The factor χ in Eqn. (1859) that is used in calculating heat transfer and optionally viscous shear. The value ranges from 0 to 1. If the porous baffle is thought of as a perforated surface, then χ can be interpreted as the ratio of the area of the holes to the area of the surface.

Porous Inertial Resistance

For single-phase flows, the value of the coefficient P i in Eqn. (1858). For multiphase flows, the value of the same coefficient in the normal direction.

This value can be positive or 0. The default value is 0.

Porous Inertial Tangential Resistance

The value of the coefficient α m in the tangential direction (see Eqn. (1870)).

Available only when the Porous Baffle Treatment is set to Resistance Based.

Porous Viscous Resistance

For single-phase flows, the value of the coefficient P v in Eqn. (1858).

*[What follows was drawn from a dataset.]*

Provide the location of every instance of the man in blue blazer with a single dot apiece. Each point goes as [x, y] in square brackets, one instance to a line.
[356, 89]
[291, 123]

For multiphase flows, the value of the same coefficient in the normal direction.

This value can be positive or 0. The default value is 0.

Porous Viscous Tangential Resistance

The value of the coefficient β m in the tangential direction (see Eqn. (1870)).

Available only when the Porous Baffle Treatment is set to Resistance Based.

Thermal Resistance

Available only when the Baffle Thermal Option is set to Conducting.

See Baffle Interface.

Turbulence Intensity

Available only when the Porous Baffle Treatment is set to Resistance Based, and a turbulence model is activated in the physics continuum.

Turbulent Length Scale

The length scale of the turbulence is related to the characteristic geometry scale of the baffle itself, for example, the perforation diameter or tube spacing.

Available only when the Porous Baffle Treatment is set to Resistance Based, and a turbulence model is activated in the physics continuum.